Se oyó crepitar su voz en el altavoz que
tenía Cook en la mano, alcanzando todo el submarino. El reticente
experto se puso de pie sobre la escotilla y habló en respuesta a
Frank.
—Bueno, señor, se me acaba de ocurrir...
Como no hay señales de óxido de corrosión, ¿ha tratado alguien de
abrir esto simplemente a mano? —Volvió a arrodillarse frente a la
escotilla.
—Oiga —gritó Frank—, no se abrirá. El
teniente Nails ya lo intentó... —Se detuvo en medio de la frase al
ver que el experto lo ignoraba, dando un tirón a la rueda de
ajuste. La rueda giró saliéndosele de la mano y la escotilla se
abrió saltando como un corcho.
Frank se quedó mirando la tapa
fijamente.
El experto en demoliciones se puso de pie,
restregando sus manos en los pantalones.
—Como si la hubieran engrasado esta mañana
—dijo sonriendo. Su compañero le entregó el gato con un brusco
movimiento y descendió del puente disgustado. El otro permaneció en
su sitio, mirando hacia abajo por el negro agujero abierto, presa
de natural curiosidad.
Frank ya había trepado por la barandilla del
puente cuando sintió un enorme tirón en su traje protector. Era
Lloyd.
—Yo primero, señor. Los demás, que salgan de
este submarino.
El experto en demoliciones descendió del
puente. Frank se echó a un lado y permitió que Lloyd subiera
primero por la escala, luego se unió a él en el puente y ambos
miraron hacia abajo por el agujero de acceso. Lloyd encendió su
linterna y la apuntó hacia abajo. En la penumbra sólo vieron el
suelo metálico entrecruzado y agua enfangada.
—Vamos —dijo Lloyd, y se dejó caer al
interior de la torreta, seguido por Frank.
Este pisó el charco de agua enfangada, que
le salpicó las botas. Miró hacia abajo, para asegurarse de que no
se trataba de ácido que pudiera corroer el material protector.
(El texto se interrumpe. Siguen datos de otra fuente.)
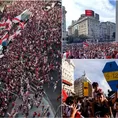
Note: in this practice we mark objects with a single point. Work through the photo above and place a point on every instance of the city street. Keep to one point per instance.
(53, 95)
(35, 109)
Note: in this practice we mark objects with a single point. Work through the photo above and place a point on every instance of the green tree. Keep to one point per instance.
(83, 37)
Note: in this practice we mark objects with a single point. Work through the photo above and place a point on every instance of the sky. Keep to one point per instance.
(93, 70)
(105, 8)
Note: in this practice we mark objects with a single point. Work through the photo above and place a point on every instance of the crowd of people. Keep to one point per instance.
(92, 51)
(33, 55)
(97, 106)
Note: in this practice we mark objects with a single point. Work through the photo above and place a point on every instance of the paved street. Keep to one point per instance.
(53, 95)
(35, 109)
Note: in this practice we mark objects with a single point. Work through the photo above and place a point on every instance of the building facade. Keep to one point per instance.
(106, 30)
(83, 86)
(64, 32)
(116, 21)
(88, 24)
(68, 76)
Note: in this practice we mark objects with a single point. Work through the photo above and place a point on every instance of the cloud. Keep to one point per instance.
(93, 69)
(75, 8)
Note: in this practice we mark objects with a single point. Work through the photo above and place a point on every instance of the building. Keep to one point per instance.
(83, 86)
(106, 30)
(88, 24)
(64, 32)
(68, 76)
(116, 22)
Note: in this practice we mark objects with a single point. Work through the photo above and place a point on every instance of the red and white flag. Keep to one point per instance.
(66, 54)
(4, 38)
(11, 37)
(3, 25)
(85, 44)
(8, 24)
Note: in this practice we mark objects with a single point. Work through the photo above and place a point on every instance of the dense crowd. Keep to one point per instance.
(33, 55)
(97, 106)
(92, 51)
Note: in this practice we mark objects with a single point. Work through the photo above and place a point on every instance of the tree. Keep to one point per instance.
(83, 37)
(70, 39)
(114, 34)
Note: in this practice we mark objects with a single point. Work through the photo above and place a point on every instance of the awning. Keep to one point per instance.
(66, 82)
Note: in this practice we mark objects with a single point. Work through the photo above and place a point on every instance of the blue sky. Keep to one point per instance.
(105, 8)
(113, 2)
(93, 69)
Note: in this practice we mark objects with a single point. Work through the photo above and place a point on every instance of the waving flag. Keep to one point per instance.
(8, 24)
(24, 16)
(11, 37)
(85, 44)
(66, 54)
(2, 25)
(4, 38)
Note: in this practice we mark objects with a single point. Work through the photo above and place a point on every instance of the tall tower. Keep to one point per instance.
(116, 21)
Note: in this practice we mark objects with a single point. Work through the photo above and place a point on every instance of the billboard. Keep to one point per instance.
(110, 72)
(89, 13)
(85, 88)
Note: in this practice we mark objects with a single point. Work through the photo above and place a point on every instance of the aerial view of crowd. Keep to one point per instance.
(91, 51)
(31, 52)
(97, 106)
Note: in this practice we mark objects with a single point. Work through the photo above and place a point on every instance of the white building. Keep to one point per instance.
(116, 21)
(91, 27)
(106, 30)
(83, 86)
(68, 76)
(64, 32)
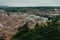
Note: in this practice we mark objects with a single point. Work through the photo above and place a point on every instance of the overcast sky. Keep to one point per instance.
(22, 3)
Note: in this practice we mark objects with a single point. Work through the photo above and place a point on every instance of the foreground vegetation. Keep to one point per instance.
(50, 32)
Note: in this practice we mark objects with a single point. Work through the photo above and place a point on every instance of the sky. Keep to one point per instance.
(23, 3)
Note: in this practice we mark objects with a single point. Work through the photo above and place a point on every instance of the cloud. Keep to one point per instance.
(29, 2)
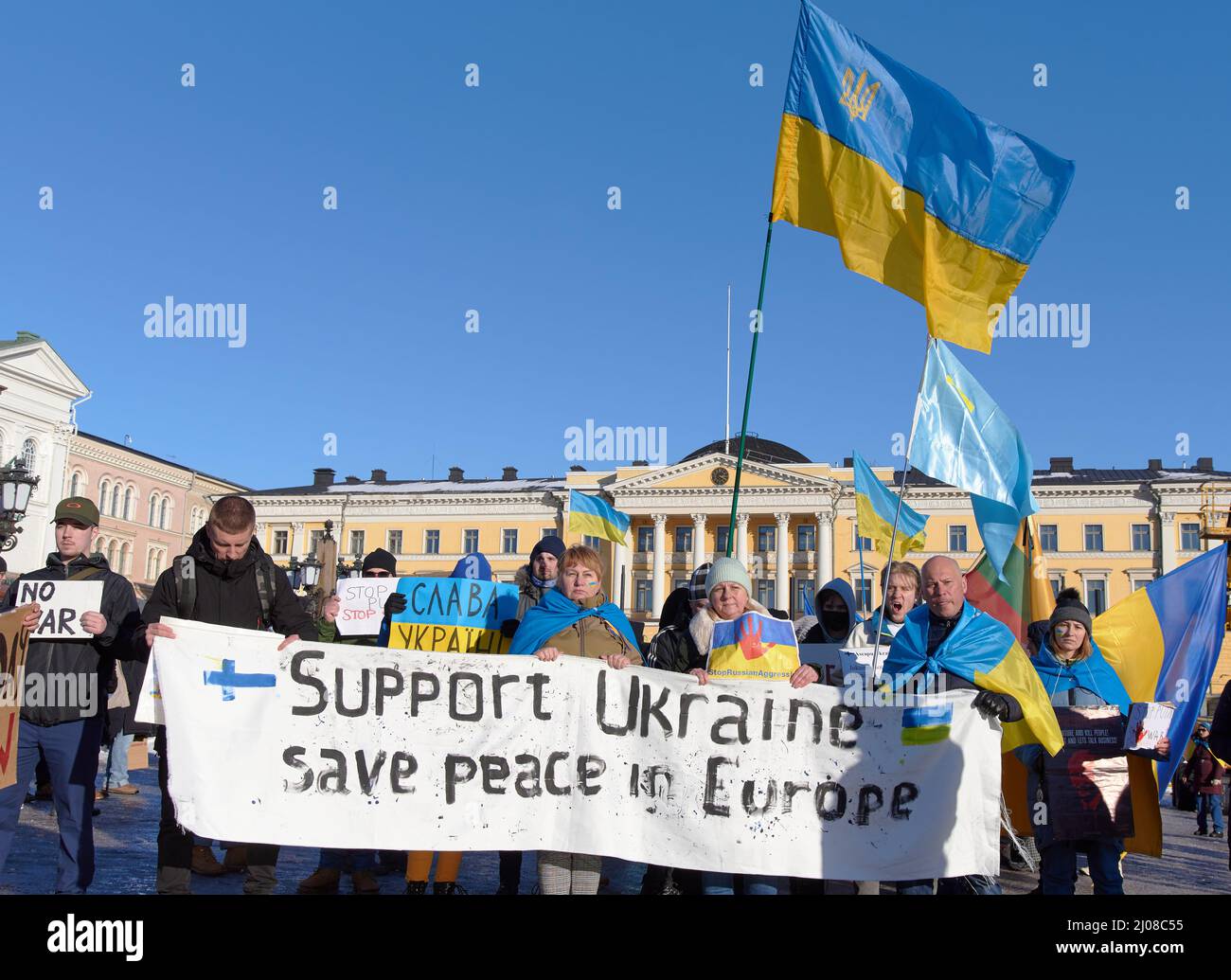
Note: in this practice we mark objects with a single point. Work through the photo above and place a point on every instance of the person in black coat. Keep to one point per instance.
(226, 579)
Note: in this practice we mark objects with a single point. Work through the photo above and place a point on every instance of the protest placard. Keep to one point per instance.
(328, 745)
(62, 605)
(754, 647)
(1087, 781)
(13, 643)
(454, 615)
(362, 605)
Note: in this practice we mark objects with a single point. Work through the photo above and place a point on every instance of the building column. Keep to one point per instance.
(698, 541)
(1168, 538)
(824, 549)
(660, 546)
(782, 561)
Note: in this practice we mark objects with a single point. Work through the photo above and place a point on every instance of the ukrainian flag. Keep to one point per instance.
(921, 193)
(595, 516)
(874, 508)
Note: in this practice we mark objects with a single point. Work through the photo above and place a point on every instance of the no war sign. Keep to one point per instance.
(328, 745)
(62, 607)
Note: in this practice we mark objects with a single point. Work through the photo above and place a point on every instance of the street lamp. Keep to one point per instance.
(16, 485)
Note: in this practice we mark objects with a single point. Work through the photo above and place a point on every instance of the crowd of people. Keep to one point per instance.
(226, 579)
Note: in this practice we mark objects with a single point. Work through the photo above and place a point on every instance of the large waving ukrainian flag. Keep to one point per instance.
(921, 193)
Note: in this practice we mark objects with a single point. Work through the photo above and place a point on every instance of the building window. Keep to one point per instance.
(863, 594)
(1190, 537)
(1096, 596)
(1049, 538)
(803, 593)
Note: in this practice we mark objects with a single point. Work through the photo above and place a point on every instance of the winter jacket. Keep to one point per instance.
(841, 587)
(594, 636)
(1203, 771)
(226, 594)
(85, 657)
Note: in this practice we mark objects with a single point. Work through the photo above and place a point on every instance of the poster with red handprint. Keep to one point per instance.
(754, 648)
(1086, 783)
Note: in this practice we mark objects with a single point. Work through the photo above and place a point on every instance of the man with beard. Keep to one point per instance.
(225, 578)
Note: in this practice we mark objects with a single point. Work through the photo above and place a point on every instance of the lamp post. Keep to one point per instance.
(16, 485)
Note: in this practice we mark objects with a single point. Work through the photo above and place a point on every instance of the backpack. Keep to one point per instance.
(185, 579)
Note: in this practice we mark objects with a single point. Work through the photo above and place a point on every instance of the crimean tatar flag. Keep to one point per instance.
(921, 193)
(595, 516)
(875, 508)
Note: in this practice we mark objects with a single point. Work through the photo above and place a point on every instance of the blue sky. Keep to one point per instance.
(493, 198)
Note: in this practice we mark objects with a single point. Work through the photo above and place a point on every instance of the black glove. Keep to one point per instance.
(988, 702)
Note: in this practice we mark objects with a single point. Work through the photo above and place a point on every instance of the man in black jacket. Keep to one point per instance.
(64, 693)
(226, 579)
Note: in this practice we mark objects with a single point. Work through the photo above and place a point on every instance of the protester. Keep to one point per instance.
(448, 864)
(577, 619)
(919, 655)
(835, 611)
(361, 864)
(69, 735)
(532, 580)
(1075, 675)
(1220, 737)
(727, 590)
(226, 579)
(1203, 774)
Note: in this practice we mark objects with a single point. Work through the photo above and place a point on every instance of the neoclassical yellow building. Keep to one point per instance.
(1104, 531)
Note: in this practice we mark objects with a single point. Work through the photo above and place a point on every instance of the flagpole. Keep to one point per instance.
(747, 394)
(901, 494)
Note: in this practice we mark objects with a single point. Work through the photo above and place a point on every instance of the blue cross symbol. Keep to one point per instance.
(228, 680)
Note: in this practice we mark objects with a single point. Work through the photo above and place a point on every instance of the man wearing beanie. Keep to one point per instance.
(533, 580)
(380, 564)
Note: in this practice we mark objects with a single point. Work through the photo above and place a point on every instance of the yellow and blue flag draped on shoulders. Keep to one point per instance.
(963, 438)
(875, 508)
(922, 195)
(595, 516)
(984, 651)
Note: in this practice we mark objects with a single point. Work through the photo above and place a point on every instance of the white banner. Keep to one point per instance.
(332, 745)
(62, 605)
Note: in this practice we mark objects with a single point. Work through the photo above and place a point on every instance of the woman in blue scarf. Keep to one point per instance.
(577, 619)
(1076, 675)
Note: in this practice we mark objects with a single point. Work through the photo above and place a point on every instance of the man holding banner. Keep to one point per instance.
(65, 681)
(225, 578)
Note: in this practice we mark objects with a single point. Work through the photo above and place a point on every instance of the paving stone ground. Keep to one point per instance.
(127, 828)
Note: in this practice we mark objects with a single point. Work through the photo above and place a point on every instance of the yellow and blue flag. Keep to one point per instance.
(963, 438)
(754, 648)
(875, 508)
(922, 195)
(595, 516)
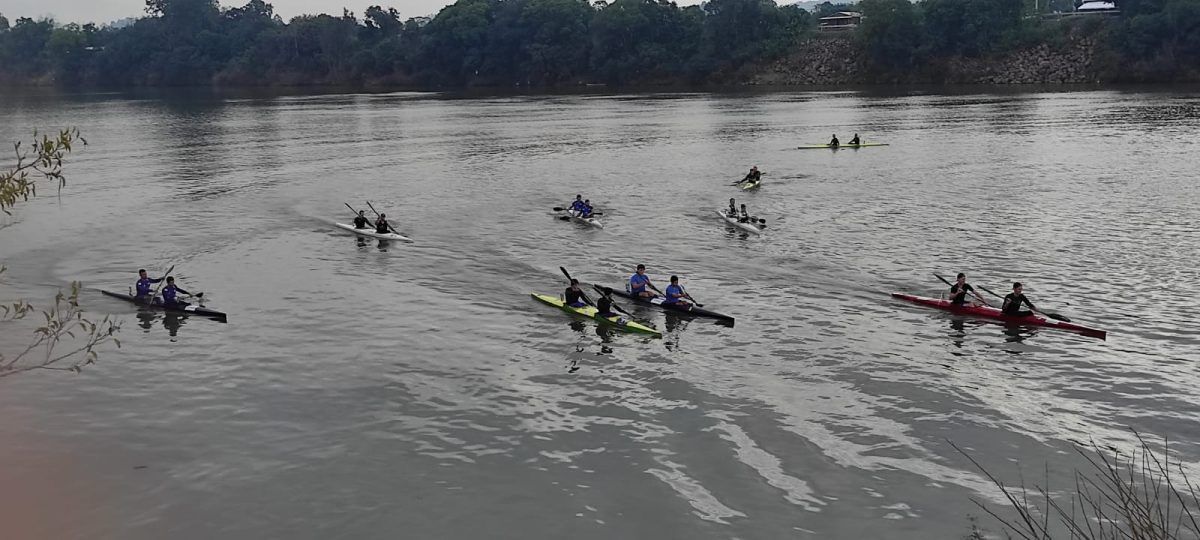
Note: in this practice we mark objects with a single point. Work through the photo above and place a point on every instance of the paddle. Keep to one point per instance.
(161, 281)
(1053, 316)
(952, 285)
(377, 214)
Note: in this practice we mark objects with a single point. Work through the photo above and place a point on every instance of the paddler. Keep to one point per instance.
(144, 286)
(959, 292)
(753, 177)
(676, 294)
(640, 283)
(1013, 301)
(574, 295)
(361, 221)
(168, 293)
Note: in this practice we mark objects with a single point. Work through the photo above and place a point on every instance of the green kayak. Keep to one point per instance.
(591, 312)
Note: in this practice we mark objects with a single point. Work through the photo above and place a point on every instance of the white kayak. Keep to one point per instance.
(589, 221)
(371, 232)
(733, 221)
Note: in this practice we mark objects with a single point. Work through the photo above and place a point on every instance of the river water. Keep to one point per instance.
(415, 390)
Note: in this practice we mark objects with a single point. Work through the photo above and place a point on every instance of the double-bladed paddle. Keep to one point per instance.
(1053, 316)
(377, 214)
(952, 285)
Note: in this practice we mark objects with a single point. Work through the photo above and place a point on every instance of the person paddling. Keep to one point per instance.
(675, 293)
(574, 295)
(753, 177)
(169, 292)
(360, 221)
(959, 292)
(640, 283)
(1013, 301)
(144, 286)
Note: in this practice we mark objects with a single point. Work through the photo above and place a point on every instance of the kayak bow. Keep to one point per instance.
(996, 315)
(591, 312)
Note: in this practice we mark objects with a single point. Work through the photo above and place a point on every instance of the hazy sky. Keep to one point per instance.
(106, 11)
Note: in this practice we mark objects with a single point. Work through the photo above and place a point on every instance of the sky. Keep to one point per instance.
(106, 11)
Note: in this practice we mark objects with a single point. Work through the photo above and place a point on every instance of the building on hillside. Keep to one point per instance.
(840, 21)
(1098, 6)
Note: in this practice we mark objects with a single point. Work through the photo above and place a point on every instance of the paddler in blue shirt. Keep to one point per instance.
(145, 285)
(640, 283)
(168, 294)
(676, 294)
(361, 221)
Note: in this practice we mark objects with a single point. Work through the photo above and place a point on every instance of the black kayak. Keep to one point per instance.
(192, 309)
(658, 303)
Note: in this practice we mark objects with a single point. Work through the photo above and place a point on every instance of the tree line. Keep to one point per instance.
(559, 42)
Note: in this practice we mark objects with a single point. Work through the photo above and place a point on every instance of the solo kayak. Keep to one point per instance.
(192, 309)
(372, 233)
(591, 312)
(995, 313)
(733, 221)
(828, 147)
(675, 307)
(588, 221)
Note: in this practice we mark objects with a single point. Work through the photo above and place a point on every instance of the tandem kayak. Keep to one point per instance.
(733, 221)
(995, 313)
(591, 312)
(829, 147)
(673, 307)
(588, 221)
(372, 233)
(192, 309)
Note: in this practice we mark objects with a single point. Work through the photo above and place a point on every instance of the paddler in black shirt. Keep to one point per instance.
(574, 297)
(1013, 301)
(959, 292)
(361, 221)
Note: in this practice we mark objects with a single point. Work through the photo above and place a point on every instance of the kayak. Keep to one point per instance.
(588, 221)
(372, 233)
(827, 147)
(591, 312)
(191, 309)
(675, 307)
(995, 313)
(733, 221)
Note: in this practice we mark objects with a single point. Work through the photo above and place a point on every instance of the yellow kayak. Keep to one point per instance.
(591, 312)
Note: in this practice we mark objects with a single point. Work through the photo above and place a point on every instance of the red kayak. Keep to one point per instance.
(994, 313)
Lloyd paseó rápidamente la luz de la linterna por el interior de la
torreta. Frank siguió con la vista el rayo luminoso reconociendo el
instrumental familiar.
Luego bajó su propia linterna para observar
el suelo. Había pequeños trozos de cristal rotos, papeles y otros
restos desordenados. Levantó el haz de luz hacia un tablero de
instrumentos: la mayor parte tenía el cristal destrozado.
—Sigamos —dijo Lloyd, y se adelantó para
descender por el pozo. Frank le siguió, bajando por la escala hacia
la sala de control. Las luces de ambos recorrieron los mamparos,
viendo las válvulas, palancas, llaves interruptoras e instrumentos,
aún intactos. El suelo de la sala de control estaba cubierto por
una variedad de elementos caídos en desorden: cartas náuticas,
libros, lápices, ceniceros, una camisa...
Pero nada de lo que veían presentaba pruebas
de óxido, corrosión o algo semejante que hubiera podido ni
remotamente denunciar el desgaste o los efectos de treinta años
debajo del agua. Solamente la inundación menor en los sitios más
bajos.
A través de la radio se escuchó la voz de
Lloyd:
—Estamos en la sala de control. La
integridad es perfecta. Hay bastante desorden, pero todavía no
hemos visto cadáveres.
Frank lanzó otra rápida mirada alrededor del
compartimiento. Lloyd tenía razón. No había el menor indicio de
restos humanos. Todo parecía indicar una reciente presencia del
hombre, como si se hubiese producido un inesperado éxodo en
masa.
Lloyd le dio unos golpecitos en el hombro y
Frank siguió al técnico, que ya trasponía la abierta escotilla de
comunicación interna.
Con el equipo de radio en sus manos, Cook
precedió a Diminsky y a Nails; avanzaron por la pasarela y pasaron
a bordo del submarino; luego Cook subió la escala hacía el puente.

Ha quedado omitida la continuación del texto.